Back in 2020 (cursed be its memory!) one of the first signs that the world was changing was the cancellation of the Arnold Sports Classic. Known in Columbus simply as “the Arnold,” the event is traditionally one of the biggest tourist weekends for the city, as participants, their families, exhibitors, and fans flock to various venues around town for a huge array of different events and competitions. You always knew the Arnold was back in town when you turned the calendar page to March and saw muscle-bound guys walking around downtown carrying bags crammed with giant containers of protein supplements and other products.

But in early March 2020, Ohio Governor Mike DeWine and Columbus Mayor Andrew Ginther made the decision to cancel the Arnold due to COVID-19 for fear the event–which attracts people from around the world–could turn out to be a “super spreader” incident. For those of us in Columbus, at least, the cancellation of the Arnold way back in March 2020 sent a clear and unmistakable message: hey, if they are cancelling the Arnold, this coronavirus thing must really be serious! And there was no Arnold in March 2021, either.

But yesterday I was eating lunch in a downtown restaurant when I saw the familiar, bulky shapes of Arnold attendees stride by. They weren’t carrying bags of products–at least, not yet–but their mighty frames and arms so overdeveloped they could not rest at their sides made it quite clear that the Arnold was back.

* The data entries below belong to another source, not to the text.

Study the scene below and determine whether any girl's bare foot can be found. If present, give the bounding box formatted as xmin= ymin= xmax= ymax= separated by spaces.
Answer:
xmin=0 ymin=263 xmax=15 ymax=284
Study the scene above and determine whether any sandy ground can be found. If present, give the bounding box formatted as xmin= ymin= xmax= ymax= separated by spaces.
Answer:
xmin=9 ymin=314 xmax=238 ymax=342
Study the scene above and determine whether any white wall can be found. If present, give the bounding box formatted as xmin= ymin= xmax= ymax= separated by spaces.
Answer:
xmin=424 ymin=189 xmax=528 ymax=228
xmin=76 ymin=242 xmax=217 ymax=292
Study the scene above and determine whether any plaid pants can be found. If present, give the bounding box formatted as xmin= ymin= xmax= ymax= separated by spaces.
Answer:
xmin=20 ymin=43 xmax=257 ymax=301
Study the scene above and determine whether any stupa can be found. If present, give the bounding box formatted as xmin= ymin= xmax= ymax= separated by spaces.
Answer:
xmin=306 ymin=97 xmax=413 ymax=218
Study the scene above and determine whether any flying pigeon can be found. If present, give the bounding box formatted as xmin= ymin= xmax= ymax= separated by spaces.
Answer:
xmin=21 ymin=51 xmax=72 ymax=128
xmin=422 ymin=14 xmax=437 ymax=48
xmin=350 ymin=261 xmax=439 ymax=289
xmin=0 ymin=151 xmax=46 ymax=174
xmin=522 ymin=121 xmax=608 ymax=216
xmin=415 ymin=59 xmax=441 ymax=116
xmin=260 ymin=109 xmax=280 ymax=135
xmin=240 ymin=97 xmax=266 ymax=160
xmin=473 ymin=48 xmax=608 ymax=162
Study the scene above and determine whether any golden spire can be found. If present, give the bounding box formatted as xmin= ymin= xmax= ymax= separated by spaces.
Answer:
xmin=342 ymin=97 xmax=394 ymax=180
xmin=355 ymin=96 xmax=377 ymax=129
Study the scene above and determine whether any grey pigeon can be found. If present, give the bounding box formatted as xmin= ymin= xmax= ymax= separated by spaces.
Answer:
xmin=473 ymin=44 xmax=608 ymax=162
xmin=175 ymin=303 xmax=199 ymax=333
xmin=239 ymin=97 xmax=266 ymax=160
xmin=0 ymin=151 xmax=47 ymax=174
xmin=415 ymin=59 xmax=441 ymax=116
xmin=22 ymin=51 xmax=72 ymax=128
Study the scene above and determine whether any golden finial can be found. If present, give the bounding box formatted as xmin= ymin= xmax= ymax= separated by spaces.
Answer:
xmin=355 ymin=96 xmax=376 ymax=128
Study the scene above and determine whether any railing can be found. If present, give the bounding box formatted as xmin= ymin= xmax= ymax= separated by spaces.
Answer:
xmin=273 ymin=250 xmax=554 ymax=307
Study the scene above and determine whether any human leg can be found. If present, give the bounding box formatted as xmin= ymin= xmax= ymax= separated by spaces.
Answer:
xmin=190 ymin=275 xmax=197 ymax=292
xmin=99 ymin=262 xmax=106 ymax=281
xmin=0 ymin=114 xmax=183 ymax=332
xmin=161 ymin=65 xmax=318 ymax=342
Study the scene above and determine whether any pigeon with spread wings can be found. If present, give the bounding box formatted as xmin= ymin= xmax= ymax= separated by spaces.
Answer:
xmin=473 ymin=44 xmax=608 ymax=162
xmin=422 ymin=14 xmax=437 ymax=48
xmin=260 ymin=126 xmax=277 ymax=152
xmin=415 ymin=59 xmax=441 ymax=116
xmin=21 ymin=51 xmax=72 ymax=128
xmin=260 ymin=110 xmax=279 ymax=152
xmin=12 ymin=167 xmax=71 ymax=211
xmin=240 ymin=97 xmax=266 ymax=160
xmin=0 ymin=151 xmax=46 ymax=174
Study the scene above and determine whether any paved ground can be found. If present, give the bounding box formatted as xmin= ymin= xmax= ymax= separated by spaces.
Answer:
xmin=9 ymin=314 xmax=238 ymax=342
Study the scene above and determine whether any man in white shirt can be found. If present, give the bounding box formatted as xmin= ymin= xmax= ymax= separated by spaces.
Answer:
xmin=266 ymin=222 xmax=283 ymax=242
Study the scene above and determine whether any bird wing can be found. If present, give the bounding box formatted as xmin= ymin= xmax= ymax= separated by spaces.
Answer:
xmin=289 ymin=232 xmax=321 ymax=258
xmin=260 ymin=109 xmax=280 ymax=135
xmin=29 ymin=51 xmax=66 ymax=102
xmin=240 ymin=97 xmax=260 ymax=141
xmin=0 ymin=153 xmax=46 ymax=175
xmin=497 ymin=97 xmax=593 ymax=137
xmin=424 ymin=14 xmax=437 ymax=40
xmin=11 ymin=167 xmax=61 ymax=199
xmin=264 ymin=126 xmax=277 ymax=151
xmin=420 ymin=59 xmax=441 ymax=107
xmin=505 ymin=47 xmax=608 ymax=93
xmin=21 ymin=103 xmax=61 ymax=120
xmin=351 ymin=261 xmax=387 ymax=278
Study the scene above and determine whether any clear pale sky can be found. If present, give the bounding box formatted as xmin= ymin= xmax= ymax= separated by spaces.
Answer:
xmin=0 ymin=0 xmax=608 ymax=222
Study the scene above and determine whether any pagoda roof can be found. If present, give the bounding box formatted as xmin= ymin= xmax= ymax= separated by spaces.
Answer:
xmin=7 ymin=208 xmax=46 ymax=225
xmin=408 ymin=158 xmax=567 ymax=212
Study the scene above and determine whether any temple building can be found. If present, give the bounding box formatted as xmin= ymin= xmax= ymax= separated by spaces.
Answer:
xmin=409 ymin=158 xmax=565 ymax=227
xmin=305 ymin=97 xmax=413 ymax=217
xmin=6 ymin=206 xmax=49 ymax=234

And frankly, it was great to see them. I’ve never attended an event at the Arnold, but for Columbus the reality of once again hosting that event, in person, is a sign that the world is slowly returning to some semblance of the pre-pandemic “normal.” In Ohio’s capital city, we might call it getting back to normArnold.

My guess is that every town in the United States will have some event that communicates that the pandemic is finally, blessedly over. I hope the sign that your corner of the world is back to business as usual comes soon, if it hasn’t come already.